TI took the right approach in training its executives first. TI’s customer-related issues were of strategic rather than of tactical consideration, therefore any subsequent training for its frontline employees, without the customer-centric thinking that guides the systems within the company, the customers would still feel frustrated in doing business with TI in the end.
TI’s focus on inside-out competitive advantage—its focus on its products and operations rather than customers put it in a competitive disadvantage. While the issue does not only rest in poor handling of customers, but rather addressing the need of the customers all in all, TI’s problem was strategic.
In order to address the problem, TI has to work from the top first. After getting back to its mission and vision, and then long-term and short-term corporate objectives, TI should make its marketing more strategic. This means more interaction with customers, knowing their needs through feedback and marketing research, and then offering a good combination of benefits through its products and services. As the case has pointed out, it was crucial for TI to know how it feels to be their customer.

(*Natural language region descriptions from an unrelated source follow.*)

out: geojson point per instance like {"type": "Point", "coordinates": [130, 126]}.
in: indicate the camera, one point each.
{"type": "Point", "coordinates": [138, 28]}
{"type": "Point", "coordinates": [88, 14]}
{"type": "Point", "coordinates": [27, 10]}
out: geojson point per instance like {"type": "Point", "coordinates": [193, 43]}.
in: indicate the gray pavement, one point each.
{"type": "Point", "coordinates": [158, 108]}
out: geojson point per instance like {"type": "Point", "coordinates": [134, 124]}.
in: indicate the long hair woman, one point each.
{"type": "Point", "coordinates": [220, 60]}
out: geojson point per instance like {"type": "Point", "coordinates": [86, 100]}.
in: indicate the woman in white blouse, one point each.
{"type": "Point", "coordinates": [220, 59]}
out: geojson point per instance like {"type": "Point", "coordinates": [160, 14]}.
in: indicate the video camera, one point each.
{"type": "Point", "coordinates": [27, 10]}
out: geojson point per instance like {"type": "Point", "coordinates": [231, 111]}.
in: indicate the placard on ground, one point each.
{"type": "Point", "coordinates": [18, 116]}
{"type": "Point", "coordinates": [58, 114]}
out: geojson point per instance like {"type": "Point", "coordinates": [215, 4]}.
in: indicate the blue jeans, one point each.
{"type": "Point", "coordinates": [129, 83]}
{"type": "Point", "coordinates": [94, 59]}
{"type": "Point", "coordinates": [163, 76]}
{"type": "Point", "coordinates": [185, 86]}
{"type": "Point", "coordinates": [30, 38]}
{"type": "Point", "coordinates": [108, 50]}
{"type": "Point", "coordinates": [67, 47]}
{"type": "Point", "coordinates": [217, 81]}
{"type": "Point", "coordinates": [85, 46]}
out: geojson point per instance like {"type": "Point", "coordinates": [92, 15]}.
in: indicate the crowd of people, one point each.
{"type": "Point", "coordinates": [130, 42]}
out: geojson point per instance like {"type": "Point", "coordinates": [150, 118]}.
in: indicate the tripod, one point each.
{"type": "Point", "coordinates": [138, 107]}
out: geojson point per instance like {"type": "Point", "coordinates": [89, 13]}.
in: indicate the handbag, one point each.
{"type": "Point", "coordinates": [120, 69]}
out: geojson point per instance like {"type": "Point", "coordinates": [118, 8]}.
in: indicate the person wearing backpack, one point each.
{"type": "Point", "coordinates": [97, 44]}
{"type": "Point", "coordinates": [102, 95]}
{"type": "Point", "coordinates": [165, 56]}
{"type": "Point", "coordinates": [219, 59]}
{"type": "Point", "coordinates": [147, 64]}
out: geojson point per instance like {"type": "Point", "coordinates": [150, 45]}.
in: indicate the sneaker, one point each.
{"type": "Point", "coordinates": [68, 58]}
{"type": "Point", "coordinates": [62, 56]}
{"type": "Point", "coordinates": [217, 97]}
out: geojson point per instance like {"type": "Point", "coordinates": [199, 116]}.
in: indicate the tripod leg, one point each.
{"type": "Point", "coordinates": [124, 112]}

After knowing the causes of dissatisfaction, can address those by incorporating the needs of the customers that are unfulfilled to the benefits that TI’s products offer. This cannot be done by the frontline employees. Therefore, because the nature of the issue is strategic, those executives who have the authority to change the company’s strategy should be trained first.
In order for the strategy to be executed well, TI has to ensure that a culture of “listening and satisfying the customer” should be set within its organization through a support program (Duncan 2005, 200). For this reason, the executives have to be trained first. However, after the executives are trained and a subsequent change in the strategy and culture has been made within the organization, training of the frontline employees would be most crucial as these people are those who interact directly with customers, through which the company’s strategic commitment will be communicated to customers. As according to Tom Duncan in his book Principles of Advertising and IMC, “[…] everything [a company] does and says, including in-house staff policies, sends a brand message to all its stakeholders—and to customers in particular (Duncan 2005, 200).”
The program’s ROI can be measured by getting the incremental cash flows of the organization (Brealey, Myers & Marcus 2004, 214). Although customer satisfaction will impact the brand, which will create value for the organization in turn but is harder to measure, the changes in the company’s revenues can be an alternative easier measure.
As the program comes into completion, TI expects to experience either a decrease in customer nudging and transfer to competitors, thus its customer base either remains the same or increases gradually. With improvement in systems that ensure customers’ satisfaction, even when TI’s customer base does not increase so much, the company can expect increases in volume from its current customers. This entails lower costs for customer retention rather than spending more on customer acquisition. Although TI could target more customers in order to enlarge its base and generate more sales, retaining its customers represent a significant decrease in loss of sales from customers that are leaving.
Texas Instrument’s problem is more strategic in nature than tactical. Training its frontline employees may create short-term and quicker solution to its problems, by maintaining a better relationship. However, the company’s failure to meet the needs of its customers by the benefits that it provides to its customers will backfire in the long run. Incorporating these benefits to the company’s offerings is strategic by nature, so training its executives first is the better way to address it.
The value that this program contributes to the company may not exactly be measured as these will be included in the company’s brand equity. However, the return on this investment can be looked upon at the subsequent effects on the company’s revenues and costs, or incremental cash flows. By satisfying its customers, the customer base of the company remains intact with a decrease in nudging or customer transferring to competitors. Therefore, an equivalent increase in sales can be expected--from the additional business that the company can generate through higher volumes due to increase in trust and customer satisfaction. As the company focuses on its customers, its customer acquisition costs will go down which has a significant effect on its cash flows. These figures can be the sources of information in measuring the ROI of such program.
Brealey, R., Myers, S., Marcus, A. (2004). Fundamentals of Corporate Finance. 10th ed. New York: Mc-Graw Hill Education.
Duncan, T. (2005). Principles of Advertising & IMC. 2nd ed. New York: McGraw-Hill.